I have a priority queue of "door numbers". I get the next door number from the priority queue (i.e. the door with the lowest corresponding priority value), and then open the door. Behind the door, there may be a gift or not. Based on the presence / absence of a gift, I update the priority for this door number, and put it back into the priority queue. I then repeat, getting the next door number to open, and so on.

Assuming every door has a different gift-replenishment rate (i.e. some may get a new gift daily, others never at all), how should I update the priority values in order to maximize the number of gifts I find? That is, I want to maximize the ratio of doors I open with gifts to doors I open without gifts.

I should note that replenishment rates are not guaranteed to be fixed over time / there is random variation. But I'm okay with simplifying assumptions here.

This almost seems like a Monte-Carlo problem to me, except that the more often I explore a node (door), the lower its expected value. (And of course there's no tree to build; we only need to figure out the value of depth-1 nodes.)

The most trivial way is to keep track of last priority (LP) and current priority (CP), with delta = CP - LP. If we find a gift, set the next priority NP = CP + delta - 1; otherwise set NP = CP + delta + 1. This works I guess, but seems rather slow in its optimization.

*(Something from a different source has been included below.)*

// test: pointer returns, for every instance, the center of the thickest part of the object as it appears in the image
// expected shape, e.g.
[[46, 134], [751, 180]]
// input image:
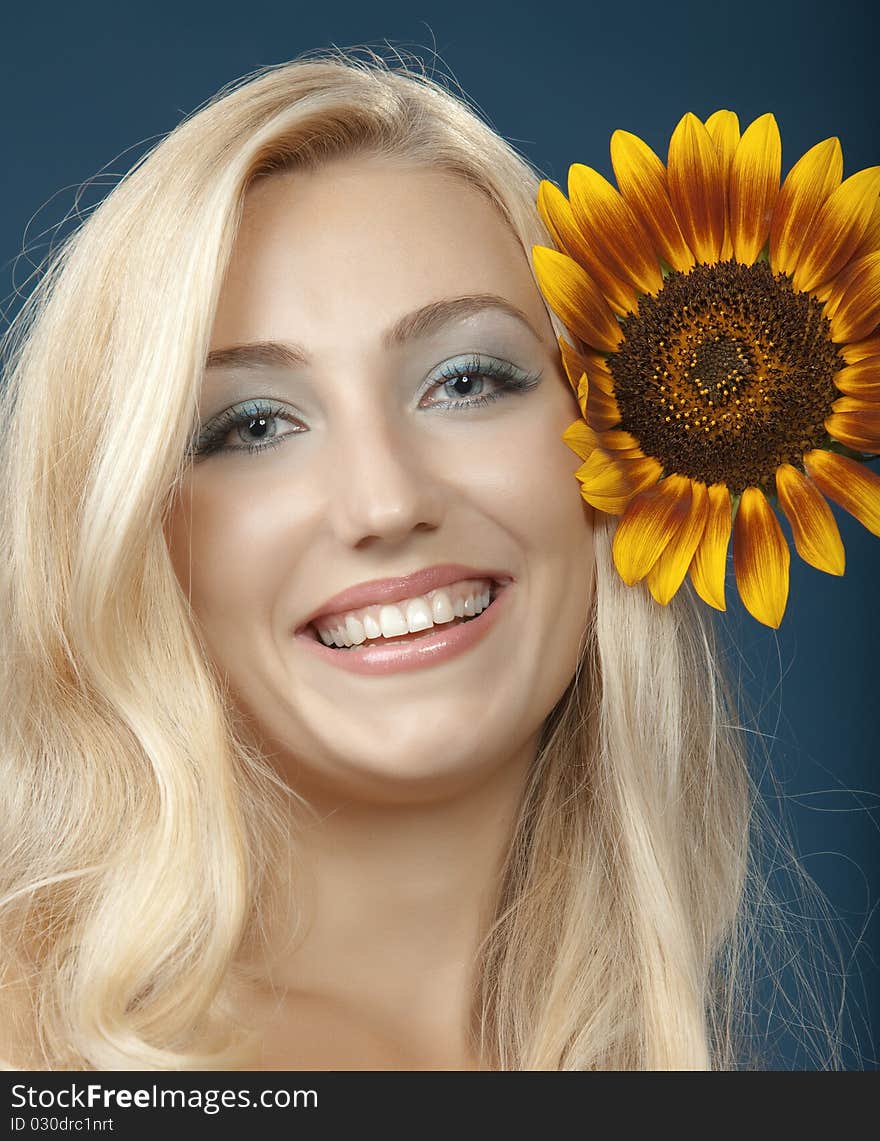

Or we could have a multiplicative value instead: NP = CP + delta * shrink or NP = CP + delta * grow, where shrink < 1 and grow > 1. This is what I currently have, and it seemed to work fine for months, but now I'm getting the situation where some doors are being opened back-to-back (i.e. open door D, found gift, put back on priority queue, D is now best choice again, no gift found of course, now put back on queue with worse priority) which seems pretty bad. For reference, I used shrink = 0.9 and grow = 1.3.

Is there a math formula (as with Monte-Carlo) expressing the optimal way to explore doors?

Answer 1

Multi-armed bandit theory runs deep and is not my specialty, so there's probably a reference that I don't know about. That being said, my first instinct is:

• Simplify the math with the spherical-cow assumption that, for each door, the replenishment time is exponentially distributed with some unknown rate that stays constant over time.
• Separate out our estimate of the replenishment rate from the history.
• Set the priority of each door to 1 − exp(−λx) where λ is the estimated replenishment rate and x is the time since we last opened the door. (Higher is better.)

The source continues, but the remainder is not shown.